I Do Nothing
Get ready for some whining y’all.
— A part of me is sad that I feel the need to qualify a post about feelings with that first line, but I want to look back in a couple years and know that I knew now that this is a straight up #middleclassproblemswhinefest. —
A few days ago, someone asked me what do you besides work? I am still unable to answer that question.
I totally identify with Megan in her post, because it feels like all I do is work and sleep. This summer I’ve been holding down two restaurant jobs and man, does that take up a lot of time. Having to deal with two managers means I’ve worked 7 days a week for the last three weeks. Today’s my first real day off, hence why I’m actually blogging. When I’m not at work, I’m generally being a vegetable in bed watching back episodes of Reign and eating all the breakfast I missed while at school. (Ain’t nobody got time for toast or fresh coffee with 9AM classes). I want to say this is a whole lot less depressing than it sounds. Summer’s made for relaxing, right?
But it’s really hard to relax when you’re looking at nine grand in tuition (I know int’l students have it much worse) and almost 700 bucks for rent every month plus groceries next year. Living the UBC dream is expensive. And I’m trying not to bury myself in student loans, thus the working constantly thing. The amount of money I already owe for last year is hard to picture. We students pay for everything online and you don’t actually know what that tuition, housing fees and meal plan look like till you’re sweating for it. And still, I’m lucky. I have 2 parents who work full-time and had the forethought to save up money for my siblings and I. I don’t regret choosing a school out-of-province but it is rough sometimes.

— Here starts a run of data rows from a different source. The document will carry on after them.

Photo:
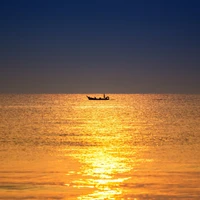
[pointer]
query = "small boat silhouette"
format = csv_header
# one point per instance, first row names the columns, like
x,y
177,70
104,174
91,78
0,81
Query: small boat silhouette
x,y
100,98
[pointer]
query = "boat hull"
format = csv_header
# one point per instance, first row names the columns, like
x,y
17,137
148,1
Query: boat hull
x,y
94,98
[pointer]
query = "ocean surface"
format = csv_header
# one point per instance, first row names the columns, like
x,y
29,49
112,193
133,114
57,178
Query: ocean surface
x,y
130,147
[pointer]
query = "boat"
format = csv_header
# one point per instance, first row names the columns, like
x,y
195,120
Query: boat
x,y
100,98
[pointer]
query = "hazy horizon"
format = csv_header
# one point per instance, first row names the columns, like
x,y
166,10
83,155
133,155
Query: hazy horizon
x,y
95,47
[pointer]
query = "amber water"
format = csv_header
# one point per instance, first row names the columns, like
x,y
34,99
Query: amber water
x,y
130,147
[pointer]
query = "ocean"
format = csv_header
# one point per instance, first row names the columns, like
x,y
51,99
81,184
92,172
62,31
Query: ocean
x,y
134,146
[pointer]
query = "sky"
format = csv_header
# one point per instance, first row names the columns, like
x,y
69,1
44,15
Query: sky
x,y
100,46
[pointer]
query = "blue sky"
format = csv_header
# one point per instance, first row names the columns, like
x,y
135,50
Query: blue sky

There are things that I’m passionate about and that I’d love to do more of. I want more time for soccer-playing, memory-making, poem-scribbling good times. I want to be a more interesting person and say that I’m having all these fun adventures over my summer break, but I’m not. I had the whole day off today and I didn’t even know what to do with myself. I went to the library, got a good book and spent some time reading it in a café. I started my 2014 student loan application and prepared to apply for a liquor-serving certification so I can serve tables and make more money for school. Sigh.

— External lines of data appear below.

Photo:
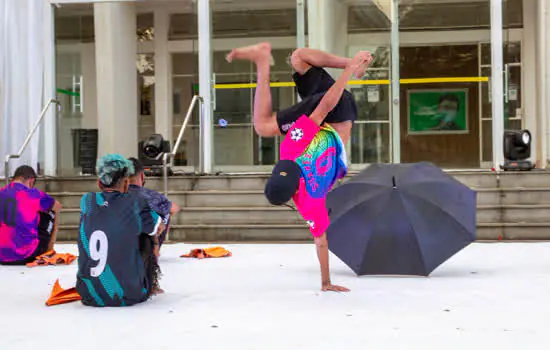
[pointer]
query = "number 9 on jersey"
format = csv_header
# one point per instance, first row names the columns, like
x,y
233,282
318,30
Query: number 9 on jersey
x,y
99,247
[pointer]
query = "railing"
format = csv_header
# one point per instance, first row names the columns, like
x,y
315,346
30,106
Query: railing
x,y
180,136
27,140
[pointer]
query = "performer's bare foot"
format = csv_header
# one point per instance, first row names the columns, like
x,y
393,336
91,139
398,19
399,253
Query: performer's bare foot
x,y
158,291
255,53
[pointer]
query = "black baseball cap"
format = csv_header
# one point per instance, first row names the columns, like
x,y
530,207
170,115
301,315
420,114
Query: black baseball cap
x,y
283,183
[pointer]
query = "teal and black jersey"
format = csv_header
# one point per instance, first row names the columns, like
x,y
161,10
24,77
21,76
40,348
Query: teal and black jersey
x,y
110,266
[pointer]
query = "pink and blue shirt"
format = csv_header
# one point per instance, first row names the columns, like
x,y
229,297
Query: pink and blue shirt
x,y
320,153
19,218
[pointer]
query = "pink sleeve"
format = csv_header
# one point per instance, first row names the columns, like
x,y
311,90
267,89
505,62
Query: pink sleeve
x,y
298,138
313,210
46,202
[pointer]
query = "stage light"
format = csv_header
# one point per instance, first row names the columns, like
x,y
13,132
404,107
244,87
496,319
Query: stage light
x,y
517,148
150,154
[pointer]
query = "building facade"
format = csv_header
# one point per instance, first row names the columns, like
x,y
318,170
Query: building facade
x,y
448,77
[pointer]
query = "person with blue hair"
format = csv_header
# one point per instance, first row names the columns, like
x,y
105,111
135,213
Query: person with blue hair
x,y
117,240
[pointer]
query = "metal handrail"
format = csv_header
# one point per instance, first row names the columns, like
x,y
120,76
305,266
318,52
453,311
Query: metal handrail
x,y
178,141
27,140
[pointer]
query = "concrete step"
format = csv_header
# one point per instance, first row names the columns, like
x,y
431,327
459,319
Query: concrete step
x,y
513,213
212,215
276,215
224,182
243,199
300,233
256,198
175,183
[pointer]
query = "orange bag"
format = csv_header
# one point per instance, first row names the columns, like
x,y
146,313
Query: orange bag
x,y
62,296
214,252
52,258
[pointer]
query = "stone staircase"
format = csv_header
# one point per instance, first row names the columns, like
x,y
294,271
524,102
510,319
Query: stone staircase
x,y
511,206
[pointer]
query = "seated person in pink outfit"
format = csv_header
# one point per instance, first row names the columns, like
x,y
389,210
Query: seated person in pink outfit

Even though school is more hectic, the closeness of residence and living on campus means your friends and favorite activities are more accessible. Nothing takes longer than a 30-minute walk or a bus ride. I miss that.
The question still bugs me because not-very-deep-down I know the answer is practically nothing.
Now that my pity party is over, maybe I should try and think of some things I love doing/want to try that are appropriate for the time-challenged. I can be interesting, I swear.